Leurs conversations à répétition offrent aussi son cadre à Jimmy P. , première expérience américaine de son auteur, et un film étonnant à tout le moins qui, s’insinuant dans les méandres d’un ouvrage passionnant mais objectivement aride, réussit à l’amener en territoire purement cinématographique. Autant que celui d’une analyse, au demeurant passionnante, c’est là le récit d’une amitié, improbable et, partant, exceptionnelle. A mesure, en effet, que Jimmy Picard (Benicio Del Toro, massif et vulnérable à la fois) se raconte à travers ses rêves toujours plus prégnants à un Devereux à l’oreille attentive (Mathieu Amalric, dans une composition excentrique en accord avec le personnage), une complicité grandissante va les rapprocher. Jusqu’à se muer en une amitié irréductible, unissant deux hommes que tout séparait a priori, n’était leur condition d’exilé -l’un comme « native » dans une Amérique ne l’ayant pas attendu, l’autre en tant que juif d’origine européenne-, et que la thérapie aura le don de révéler l’un à l’autre.

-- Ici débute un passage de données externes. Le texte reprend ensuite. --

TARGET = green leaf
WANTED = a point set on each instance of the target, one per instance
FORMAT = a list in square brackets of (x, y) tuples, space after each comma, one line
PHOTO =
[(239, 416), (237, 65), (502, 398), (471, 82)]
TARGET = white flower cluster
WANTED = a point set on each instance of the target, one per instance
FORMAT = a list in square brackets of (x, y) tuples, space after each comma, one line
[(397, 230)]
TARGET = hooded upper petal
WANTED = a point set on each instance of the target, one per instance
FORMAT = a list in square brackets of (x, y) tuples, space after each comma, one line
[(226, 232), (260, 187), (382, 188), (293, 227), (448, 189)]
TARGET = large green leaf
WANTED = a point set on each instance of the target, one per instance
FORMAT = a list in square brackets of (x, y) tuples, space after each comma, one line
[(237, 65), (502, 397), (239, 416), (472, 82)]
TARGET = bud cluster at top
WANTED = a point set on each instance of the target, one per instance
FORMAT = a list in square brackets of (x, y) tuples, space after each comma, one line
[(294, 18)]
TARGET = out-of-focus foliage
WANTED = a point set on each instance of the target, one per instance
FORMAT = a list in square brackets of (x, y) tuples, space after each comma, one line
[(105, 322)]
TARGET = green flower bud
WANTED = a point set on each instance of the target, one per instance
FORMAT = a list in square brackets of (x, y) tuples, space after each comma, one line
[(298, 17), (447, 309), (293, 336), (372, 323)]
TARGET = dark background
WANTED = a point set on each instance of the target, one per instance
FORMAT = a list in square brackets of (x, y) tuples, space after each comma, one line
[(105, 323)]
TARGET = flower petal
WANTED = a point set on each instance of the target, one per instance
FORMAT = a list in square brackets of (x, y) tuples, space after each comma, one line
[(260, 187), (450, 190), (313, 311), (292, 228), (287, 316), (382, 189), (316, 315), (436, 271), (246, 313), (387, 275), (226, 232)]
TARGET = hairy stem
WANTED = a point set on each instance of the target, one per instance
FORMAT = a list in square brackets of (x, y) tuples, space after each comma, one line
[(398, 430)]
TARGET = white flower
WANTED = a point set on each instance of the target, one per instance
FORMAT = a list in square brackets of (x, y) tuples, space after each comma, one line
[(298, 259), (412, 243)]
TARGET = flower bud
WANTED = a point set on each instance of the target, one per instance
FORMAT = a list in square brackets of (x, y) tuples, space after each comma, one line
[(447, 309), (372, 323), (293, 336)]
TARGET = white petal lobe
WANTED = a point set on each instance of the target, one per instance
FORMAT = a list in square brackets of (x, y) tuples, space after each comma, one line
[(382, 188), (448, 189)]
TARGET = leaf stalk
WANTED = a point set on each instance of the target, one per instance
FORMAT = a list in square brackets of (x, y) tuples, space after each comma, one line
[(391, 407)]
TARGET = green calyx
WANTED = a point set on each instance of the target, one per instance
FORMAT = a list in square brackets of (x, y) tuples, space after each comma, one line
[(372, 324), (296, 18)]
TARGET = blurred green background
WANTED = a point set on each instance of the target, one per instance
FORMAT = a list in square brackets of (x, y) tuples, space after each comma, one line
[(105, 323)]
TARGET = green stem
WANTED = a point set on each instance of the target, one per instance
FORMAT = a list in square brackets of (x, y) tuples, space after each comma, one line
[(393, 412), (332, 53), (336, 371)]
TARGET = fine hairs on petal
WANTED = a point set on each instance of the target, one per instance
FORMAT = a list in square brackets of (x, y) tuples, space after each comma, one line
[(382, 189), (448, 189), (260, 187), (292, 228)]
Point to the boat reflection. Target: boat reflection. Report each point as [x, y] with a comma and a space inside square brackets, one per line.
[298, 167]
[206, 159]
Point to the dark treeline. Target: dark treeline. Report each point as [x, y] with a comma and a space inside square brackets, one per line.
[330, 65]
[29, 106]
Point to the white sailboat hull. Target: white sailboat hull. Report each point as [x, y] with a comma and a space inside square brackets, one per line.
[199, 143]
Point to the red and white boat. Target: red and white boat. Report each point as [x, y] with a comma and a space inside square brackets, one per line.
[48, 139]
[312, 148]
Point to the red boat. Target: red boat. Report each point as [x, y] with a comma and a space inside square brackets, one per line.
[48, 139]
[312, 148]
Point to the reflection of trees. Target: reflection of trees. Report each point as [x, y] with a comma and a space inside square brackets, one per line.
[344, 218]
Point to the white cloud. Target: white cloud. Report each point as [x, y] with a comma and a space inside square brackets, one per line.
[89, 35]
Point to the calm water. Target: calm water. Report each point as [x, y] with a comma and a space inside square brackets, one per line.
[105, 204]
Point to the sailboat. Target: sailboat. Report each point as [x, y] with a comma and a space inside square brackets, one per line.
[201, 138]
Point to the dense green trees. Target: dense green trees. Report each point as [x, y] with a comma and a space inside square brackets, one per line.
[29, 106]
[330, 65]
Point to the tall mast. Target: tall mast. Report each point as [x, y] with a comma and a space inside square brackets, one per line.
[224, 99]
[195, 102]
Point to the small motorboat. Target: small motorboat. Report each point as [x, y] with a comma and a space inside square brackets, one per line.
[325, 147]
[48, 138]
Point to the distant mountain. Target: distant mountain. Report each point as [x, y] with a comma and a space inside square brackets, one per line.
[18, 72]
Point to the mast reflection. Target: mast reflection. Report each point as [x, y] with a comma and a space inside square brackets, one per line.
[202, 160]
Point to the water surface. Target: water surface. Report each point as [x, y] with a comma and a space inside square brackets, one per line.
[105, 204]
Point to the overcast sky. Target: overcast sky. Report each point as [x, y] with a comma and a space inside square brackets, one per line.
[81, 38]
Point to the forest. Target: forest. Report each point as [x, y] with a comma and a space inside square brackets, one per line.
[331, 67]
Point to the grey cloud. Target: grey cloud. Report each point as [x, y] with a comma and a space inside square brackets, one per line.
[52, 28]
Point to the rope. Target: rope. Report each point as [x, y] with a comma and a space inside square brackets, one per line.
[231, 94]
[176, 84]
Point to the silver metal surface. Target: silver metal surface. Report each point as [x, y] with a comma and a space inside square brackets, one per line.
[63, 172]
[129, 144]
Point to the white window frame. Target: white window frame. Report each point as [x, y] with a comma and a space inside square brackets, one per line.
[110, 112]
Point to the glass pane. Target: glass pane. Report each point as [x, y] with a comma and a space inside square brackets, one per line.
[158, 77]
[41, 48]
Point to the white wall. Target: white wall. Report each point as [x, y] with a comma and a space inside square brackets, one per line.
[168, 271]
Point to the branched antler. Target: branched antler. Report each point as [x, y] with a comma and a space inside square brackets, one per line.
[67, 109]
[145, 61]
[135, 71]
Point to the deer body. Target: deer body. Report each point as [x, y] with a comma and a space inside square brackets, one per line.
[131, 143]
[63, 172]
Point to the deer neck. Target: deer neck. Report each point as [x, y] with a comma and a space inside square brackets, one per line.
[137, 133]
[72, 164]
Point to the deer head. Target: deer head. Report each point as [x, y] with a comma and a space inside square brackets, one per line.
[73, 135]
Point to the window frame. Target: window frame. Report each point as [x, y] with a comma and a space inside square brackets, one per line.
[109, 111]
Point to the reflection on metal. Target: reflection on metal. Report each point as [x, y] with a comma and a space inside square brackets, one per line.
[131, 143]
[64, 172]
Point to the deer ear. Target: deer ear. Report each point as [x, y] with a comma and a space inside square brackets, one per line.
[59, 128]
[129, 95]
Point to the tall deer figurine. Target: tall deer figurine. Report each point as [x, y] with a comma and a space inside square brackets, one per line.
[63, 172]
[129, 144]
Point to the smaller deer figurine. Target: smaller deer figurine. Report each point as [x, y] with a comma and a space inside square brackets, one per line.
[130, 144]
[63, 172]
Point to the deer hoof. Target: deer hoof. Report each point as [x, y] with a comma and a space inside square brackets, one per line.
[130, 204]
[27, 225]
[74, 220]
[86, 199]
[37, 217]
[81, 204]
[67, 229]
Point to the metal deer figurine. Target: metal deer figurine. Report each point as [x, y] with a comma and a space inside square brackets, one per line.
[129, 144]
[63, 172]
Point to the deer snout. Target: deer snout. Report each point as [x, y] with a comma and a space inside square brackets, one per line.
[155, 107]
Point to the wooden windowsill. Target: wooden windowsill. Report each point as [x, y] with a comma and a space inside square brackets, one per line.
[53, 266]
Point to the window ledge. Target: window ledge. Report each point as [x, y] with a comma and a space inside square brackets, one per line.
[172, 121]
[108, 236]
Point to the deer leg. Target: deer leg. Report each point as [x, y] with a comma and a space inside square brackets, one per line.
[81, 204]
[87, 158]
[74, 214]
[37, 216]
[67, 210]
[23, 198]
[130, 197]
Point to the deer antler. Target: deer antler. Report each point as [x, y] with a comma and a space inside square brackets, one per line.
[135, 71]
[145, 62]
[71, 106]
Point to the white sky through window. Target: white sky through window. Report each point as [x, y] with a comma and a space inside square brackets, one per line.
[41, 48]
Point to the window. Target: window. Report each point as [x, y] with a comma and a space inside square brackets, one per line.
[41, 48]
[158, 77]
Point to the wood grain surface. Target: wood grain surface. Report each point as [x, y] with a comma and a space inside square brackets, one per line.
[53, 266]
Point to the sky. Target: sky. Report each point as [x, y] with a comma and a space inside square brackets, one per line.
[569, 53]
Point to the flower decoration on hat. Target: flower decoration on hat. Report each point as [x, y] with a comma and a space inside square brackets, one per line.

Desplechin trouve, pour sa part, dans leur relation une matière romanesque féconde, inscrite dans un espace américain souverain qui lui inspire son opus le plus épuré -à l’ombre bienveillante de François Truffaut, mais aussi de John Ford, donc. Et d’opérer en profondeur, tandis que le film, porté par un lyrisme délicat, déploie ses strates successives, dans un mouvement d’une confondante fluidité, puisant dans sa pâte humaine, d’une formidable richesse, matière à questionner, encore, l’Histoire américaine avec une acuité discrète. OEuvre fascinante et parfaitement maîtrisée, Jimmy P. est aussi de celles qui produisent un effet à retardement, chaque nouvelle vision semblant devoir en élargir un peu plus l’horizon en une perspective proprement ensorcelante. Si Arnaud Depleschin confesse n’avoir que fort modérément le goût de l’exotisme, l’Amérique lui a, de toute évidence, fort bien réussi. Court making of et scènes coupées en bonus.